Open up your rygel.conf (I removed the one in ~/.config/rygel.conf and put everything in /etc/rygel.conf) and put the following in there (comment the existing GstLaunch section):

[GstLaunch]
enabled=true
launch-items=pulseaudioflac;pulseaudiomp3;pulseaudiopcm

pulseaudioflac-title=FLAC on @HOSTNAME@
pulseaudioflac-mime=audio/flac
pulseaudioflac-launch=pulsesrc
device=upnp.monitor ! flacenc
quality=8

pulseaudiomp3-title=MP3 on @HOSTNAME@
pulseaudiomp3-mime=audio/mpeg
pulseaudiomp3-launch=pulsesrc
device=upnp.monitor ! lamemp3enc
target=quality
quality=6

pulseaudiopcm-title=PCM on @HOSTNAME@
pulseaudiopcm-mime=audio/x-wav
pulseaudiopcm-launch=pulsesrc
device=upnp.monitor ! wavenc

Feel free to cut this list down to just the formats you want (do not forget to modify launch-items accordingly). MP3 is lossy and as such lowers audio quality and has a high latency. FLAC is losless and should have low latency but XBMC refuses to play the FLAC stream. It complains about the -lack of- metadata and similar issues have been solved in GStreamer 0.11 while I am using 0.10. I assume a newer Ubuntu will fix this. Finally PCM is uncompressed wave but requires the most bandwidth – I am using this option.

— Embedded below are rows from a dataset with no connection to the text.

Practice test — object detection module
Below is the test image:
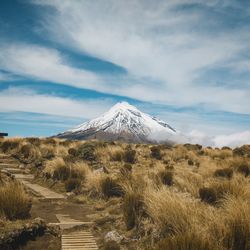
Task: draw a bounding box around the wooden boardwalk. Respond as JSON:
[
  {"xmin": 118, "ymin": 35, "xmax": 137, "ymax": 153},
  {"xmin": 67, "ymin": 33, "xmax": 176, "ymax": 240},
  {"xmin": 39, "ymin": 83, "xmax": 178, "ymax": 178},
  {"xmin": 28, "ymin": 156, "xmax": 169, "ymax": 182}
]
[
  {"xmin": 61, "ymin": 231, "xmax": 98, "ymax": 250},
  {"xmin": 0, "ymin": 155, "xmax": 98, "ymax": 250}
]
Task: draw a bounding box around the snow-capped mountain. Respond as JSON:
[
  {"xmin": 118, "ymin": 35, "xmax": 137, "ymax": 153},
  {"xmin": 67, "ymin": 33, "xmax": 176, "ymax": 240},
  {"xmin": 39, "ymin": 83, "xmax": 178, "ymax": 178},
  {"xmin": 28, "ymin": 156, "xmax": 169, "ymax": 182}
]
[{"xmin": 58, "ymin": 102, "xmax": 178, "ymax": 142}]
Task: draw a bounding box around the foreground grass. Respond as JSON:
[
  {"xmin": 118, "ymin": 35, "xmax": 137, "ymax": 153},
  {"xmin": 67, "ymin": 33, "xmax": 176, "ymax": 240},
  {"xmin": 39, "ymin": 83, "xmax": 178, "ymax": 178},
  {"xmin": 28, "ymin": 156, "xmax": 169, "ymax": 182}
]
[{"xmin": 0, "ymin": 138, "xmax": 250, "ymax": 250}]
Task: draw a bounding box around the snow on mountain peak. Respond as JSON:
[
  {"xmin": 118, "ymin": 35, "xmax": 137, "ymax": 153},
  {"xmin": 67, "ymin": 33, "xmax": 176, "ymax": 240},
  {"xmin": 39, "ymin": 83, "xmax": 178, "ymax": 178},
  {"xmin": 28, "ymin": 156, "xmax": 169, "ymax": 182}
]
[{"xmin": 66, "ymin": 102, "xmax": 177, "ymax": 141}]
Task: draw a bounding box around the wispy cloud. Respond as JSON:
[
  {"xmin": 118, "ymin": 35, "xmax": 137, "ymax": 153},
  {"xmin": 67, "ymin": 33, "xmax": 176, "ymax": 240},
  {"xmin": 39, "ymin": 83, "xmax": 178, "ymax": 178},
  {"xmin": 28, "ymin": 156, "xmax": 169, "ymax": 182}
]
[
  {"xmin": 0, "ymin": 88, "xmax": 113, "ymax": 120},
  {"xmin": 30, "ymin": 0, "xmax": 250, "ymax": 113},
  {"xmin": 188, "ymin": 130, "xmax": 250, "ymax": 148}
]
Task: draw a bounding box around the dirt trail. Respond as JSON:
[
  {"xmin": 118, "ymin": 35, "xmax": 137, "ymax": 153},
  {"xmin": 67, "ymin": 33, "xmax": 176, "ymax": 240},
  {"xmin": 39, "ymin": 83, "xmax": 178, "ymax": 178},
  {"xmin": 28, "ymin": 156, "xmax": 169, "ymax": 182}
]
[{"xmin": 0, "ymin": 155, "xmax": 98, "ymax": 250}]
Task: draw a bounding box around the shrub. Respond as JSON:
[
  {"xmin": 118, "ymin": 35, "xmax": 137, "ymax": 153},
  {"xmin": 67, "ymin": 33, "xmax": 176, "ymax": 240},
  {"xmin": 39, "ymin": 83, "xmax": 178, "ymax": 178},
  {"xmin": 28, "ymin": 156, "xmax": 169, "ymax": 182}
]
[
  {"xmin": 214, "ymin": 168, "xmax": 233, "ymax": 179},
  {"xmin": 144, "ymin": 186, "xmax": 196, "ymax": 235},
  {"xmin": 43, "ymin": 138, "xmax": 57, "ymax": 146},
  {"xmin": 237, "ymin": 163, "xmax": 250, "ymax": 177},
  {"xmin": 40, "ymin": 145, "xmax": 55, "ymax": 160},
  {"xmin": 26, "ymin": 137, "xmax": 41, "ymax": 147},
  {"xmin": 110, "ymin": 150, "xmax": 123, "ymax": 161},
  {"xmin": 233, "ymin": 145, "xmax": 250, "ymax": 157},
  {"xmin": 199, "ymin": 187, "xmax": 217, "ymax": 204},
  {"xmin": 68, "ymin": 148, "xmax": 77, "ymax": 156},
  {"xmin": 65, "ymin": 178, "xmax": 81, "ymax": 192},
  {"xmin": 15, "ymin": 143, "xmax": 41, "ymax": 163},
  {"xmin": 104, "ymin": 240, "xmax": 120, "ymax": 250},
  {"xmin": 155, "ymin": 232, "xmax": 216, "ymax": 250},
  {"xmin": 159, "ymin": 170, "xmax": 173, "ymax": 186},
  {"xmin": 101, "ymin": 177, "xmax": 123, "ymax": 198},
  {"xmin": 0, "ymin": 182, "xmax": 32, "ymax": 220},
  {"xmin": 123, "ymin": 192, "xmax": 143, "ymax": 230},
  {"xmin": 150, "ymin": 146, "xmax": 162, "ymax": 160},
  {"xmin": 223, "ymin": 198, "xmax": 250, "ymax": 250},
  {"xmin": 1, "ymin": 140, "xmax": 19, "ymax": 153},
  {"xmin": 123, "ymin": 147, "xmax": 136, "ymax": 164},
  {"xmin": 53, "ymin": 165, "xmax": 70, "ymax": 181},
  {"xmin": 77, "ymin": 143, "xmax": 96, "ymax": 161}
]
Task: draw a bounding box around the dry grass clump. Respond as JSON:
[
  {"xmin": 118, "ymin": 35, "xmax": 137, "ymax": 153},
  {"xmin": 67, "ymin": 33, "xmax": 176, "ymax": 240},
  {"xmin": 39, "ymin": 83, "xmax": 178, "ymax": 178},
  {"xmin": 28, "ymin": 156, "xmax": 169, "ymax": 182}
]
[
  {"xmin": 0, "ymin": 182, "xmax": 32, "ymax": 220},
  {"xmin": 1, "ymin": 138, "xmax": 22, "ymax": 153},
  {"xmin": 40, "ymin": 144, "xmax": 55, "ymax": 160},
  {"xmin": 233, "ymin": 145, "xmax": 250, "ymax": 157},
  {"xmin": 100, "ymin": 176, "xmax": 124, "ymax": 198},
  {"xmin": 65, "ymin": 177, "xmax": 82, "ymax": 192},
  {"xmin": 199, "ymin": 176, "xmax": 250, "ymax": 204},
  {"xmin": 150, "ymin": 146, "xmax": 162, "ymax": 160},
  {"xmin": 158, "ymin": 170, "xmax": 174, "ymax": 186},
  {"xmin": 144, "ymin": 187, "xmax": 199, "ymax": 235},
  {"xmin": 110, "ymin": 149, "xmax": 123, "ymax": 162},
  {"xmin": 76, "ymin": 143, "xmax": 96, "ymax": 161},
  {"xmin": 231, "ymin": 158, "xmax": 250, "ymax": 177},
  {"xmin": 208, "ymin": 196, "xmax": 250, "ymax": 250},
  {"xmin": 14, "ymin": 142, "xmax": 41, "ymax": 164},
  {"xmin": 123, "ymin": 146, "xmax": 136, "ymax": 164},
  {"xmin": 104, "ymin": 240, "xmax": 121, "ymax": 250},
  {"xmin": 154, "ymin": 231, "xmax": 216, "ymax": 250},
  {"xmin": 123, "ymin": 190, "xmax": 144, "ymax": 230},
  {"xmin": 44, "ymin": 157, "xmax": 89, "ymax": 181},
  {"xmin": 214, "ymin": 168, "xmax": 233, "ymax": 179},
  {"xmin": 199, "ymin": 187, "xmax": 217, "ymax": 204}
]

You will end up with something like this:

         +--> (1) PulseAudio => HTTP stream from internal audio --+ 
Ubuntu --+--> (2) Rygel => HTTP audio stream from GstLaunch ------+--> network -> XBMC
         +--> (3) Rygel UPnP server ------------------------------+

Note that (1) would be the preferred option as its built into Ubuntu but currently does not work in XBMC. Start Rygel and find the GstLaunch entry in the UPnP listing. Pick one of the streams to start listening, enjoy!